Researchers from China Introduced a Novel Compression Paradigm called Retrieval-based Knowledge Transfer (RetriKT): Revolutionizing the Deployment of Large-Scale Pre-Trained Language Models in Real-World Applications
Natural language processing (NLP) applications have shown remarkable performance using pre-trained language models (PLMs), including BERT/RoBERTa. However, because of their enormous complexity, these models—which generally have hundreds of millions of parameters—present a significant difficulty for researchers. Thus, large-scale pre-trained language models (PLMs) have not yet reached their full potential. Many model compression strategies, including weight sharing, quantization, network pruning, and knowledge distillation, have been put forth to address this problem. However, situations needing large compression ratios, such as knowledge distillation, are not directly relevant to these model compression techniques.

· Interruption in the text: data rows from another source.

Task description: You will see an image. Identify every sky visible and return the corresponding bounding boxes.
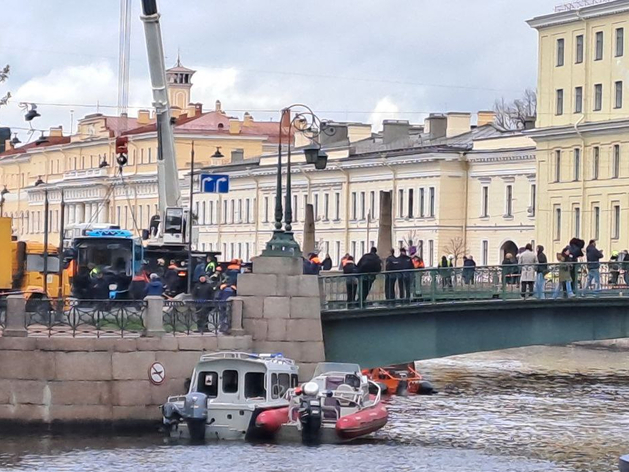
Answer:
[0,0,561,141]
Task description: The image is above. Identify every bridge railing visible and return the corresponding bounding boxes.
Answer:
[320,261,629,311]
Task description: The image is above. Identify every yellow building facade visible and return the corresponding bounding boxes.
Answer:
[0,61,282,243]
[528,0,629,257]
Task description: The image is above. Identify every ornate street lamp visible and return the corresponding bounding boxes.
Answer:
[0,186,9,217]
[262,104,331,258]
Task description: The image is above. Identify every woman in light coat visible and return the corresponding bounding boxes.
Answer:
[519,243,538,299]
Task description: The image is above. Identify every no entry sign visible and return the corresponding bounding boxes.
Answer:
[149,362,166,385]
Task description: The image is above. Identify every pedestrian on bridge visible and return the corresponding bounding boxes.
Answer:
[462,255,476,285]
[535,246,548,299]
[357,247,382,302]
[519,244,538,299]
[342,256,358,306]
[397,248,414,301]
[385,249,399,301]
[553,251,575,299]
[585,239,604,294]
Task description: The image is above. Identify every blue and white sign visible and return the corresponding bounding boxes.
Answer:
[200,174,230,194]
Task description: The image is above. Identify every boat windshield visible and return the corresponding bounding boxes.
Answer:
[313,362,361,377]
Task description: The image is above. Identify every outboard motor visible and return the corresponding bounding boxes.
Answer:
[182,392,208,442]
[298,382,322,444]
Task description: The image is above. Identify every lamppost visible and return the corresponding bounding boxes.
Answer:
[0,186,9,217]
[35,177,49,295]
[262,104,330,258]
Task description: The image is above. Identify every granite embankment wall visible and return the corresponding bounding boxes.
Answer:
[0,335,252,429]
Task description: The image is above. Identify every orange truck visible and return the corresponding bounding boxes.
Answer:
[0,217,70,300]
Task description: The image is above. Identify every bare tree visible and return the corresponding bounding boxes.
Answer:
[493,88,537,130]
[0,65,10,108]
[443,237,469,266]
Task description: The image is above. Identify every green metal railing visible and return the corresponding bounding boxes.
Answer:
[320,262,629,311]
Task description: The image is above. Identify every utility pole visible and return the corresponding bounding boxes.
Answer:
[57,190,65,299]
[187,141,195,294]
[42,189,49,295]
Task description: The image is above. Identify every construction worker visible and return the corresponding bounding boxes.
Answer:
[225,259,241,286]
[217,282,237,333]
[205,255,218,275]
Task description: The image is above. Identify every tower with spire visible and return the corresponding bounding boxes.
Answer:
[166,54,196,110]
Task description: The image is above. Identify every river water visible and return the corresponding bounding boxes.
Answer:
[0,346,627,472]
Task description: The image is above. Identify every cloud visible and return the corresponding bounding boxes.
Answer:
[369,97,401,131]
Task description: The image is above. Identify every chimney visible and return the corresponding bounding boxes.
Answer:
[524,116,536,130]
[171,107,182,119]
[477,111,496,127]
[194,103,203,117]
[446,112,472,138]
[229,118,241,134]
[382,120,410,145]
[4,139,13,151]
[49,126,63,138]
[243,112,254,126]
[231,149,244,162]
[215,100,222,113]
[137,109,151,125]
[425,114,447,140]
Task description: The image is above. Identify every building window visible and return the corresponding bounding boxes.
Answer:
[419,188,425,217]
[237,199,242,223]
[594,205,600,240]
[556,89,564,115]
[505,185,513,217]
[593,146,600,180]
[324,193,329,221]
[360,192,366,220]
[351,192,357,220]
[554,206,562,241]
[429,187,435,217]
[482,241,488,266]
[140,148,144,164]
[418,240,424,259]
[615,81,623,109]
[335,241,340,265]
[594,84,603,111]
[408,188,414,218]
[293,195,298,222]
[209,201,214,224]
[616,27,624,57]
[369,191,375,219]
[223,200,228,224]
[263,197,269,223]
[613,204,621,240]
[201,201,206,224]
[530,184,536,216]
[229,200,235,224]
[555,150,561,182]
[481,186,489,217]
[335,193,340,220]
[398,189,404,218]
[576,34,584,63]
[351,241,356,258]
[595,31,604,60]
[574,148,581,181]
[428,240,434,266]
[614,144,621,178]
[148,148,152,163]
[556,38,565,66]
[575,86,583,113]
[245,198,251,223]
[574,207,581,238]
[314,194,319,220]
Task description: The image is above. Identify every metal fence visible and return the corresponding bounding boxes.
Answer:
[24,299,146,337]
[163,299,231,335]
[320,262,629,311]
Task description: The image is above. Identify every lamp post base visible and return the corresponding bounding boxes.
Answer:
[261,230,303,258]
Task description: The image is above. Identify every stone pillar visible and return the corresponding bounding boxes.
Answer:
[85,203,92,223]
[377,191,393,260]
[68,204,75,224]
[100,201,110,223]
[144,296,165,337]
[229,297,245,335]
[76,203,85,224]
[303,204,315,255]
[4,294,27,337]
[239,256,325,380]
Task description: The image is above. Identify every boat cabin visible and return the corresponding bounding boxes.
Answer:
[189,352,299,404]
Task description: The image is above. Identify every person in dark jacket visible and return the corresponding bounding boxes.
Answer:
[342,256,358,306]
[129,270,149,300]
[384,249,399,301]
[192,275,215,301]
[535,245,548,299]
[321,255,333,271]
[462,256,476,285]
[439,255,454,290]
[163,261,179,295]
[585,239,604,293]
[502,253,518,286]
[193,276,217,333]
[145,273,164,296]
[357,247,382,302]
[192,258,207,288]
[92,272,110,300]
[72,266,91,299]
[564,238,585,289]
[217,283,237,333]
[397,248,414,301]
[303,257,320,275]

Adding assistance models frequently results in worse, more erratic performance when this happens. Large language models (LLMs) are becoming increasingly popular since they are highly skilled in language and may be used for various downstream activities. Therefore, investigating ways to apply this information to small-scale models is crucial. However, because LLMs have very high compression ratios, current methods are unsuitable for compressing them. Previous studies have proposed using LLMs for knowledge transfer and data augmentation to small-scale models, enabling the latter to show enhanced performance on low-resource datasets.
Nevertheless, small-scale models’ constrained parameter sizes pose an obstacle when taking on more difficult tasks like the SuperGLUE benchmark, making retaining the information that LLMs impart easier. As a result, the performance gain attained for small-scale models still needs to be improved. Researchers from Peking University, Meituan, Meta AI, National Key Laboratory of General Artificial Intelligence, BIGAI and Renmin University of China propose a revolutionary compression paradigm dubbed Retrieval-based information transmission (RetriKT), which aims to efficiently and precisely transmit the information of Large Language Models (LLMs) to small-scale models. Their method consists of two primary steps: first, knowledge is extracted from the LLM to create a knowledge store, and then the small-scale model retrieves pertinent information from the knowledge store to complete the job.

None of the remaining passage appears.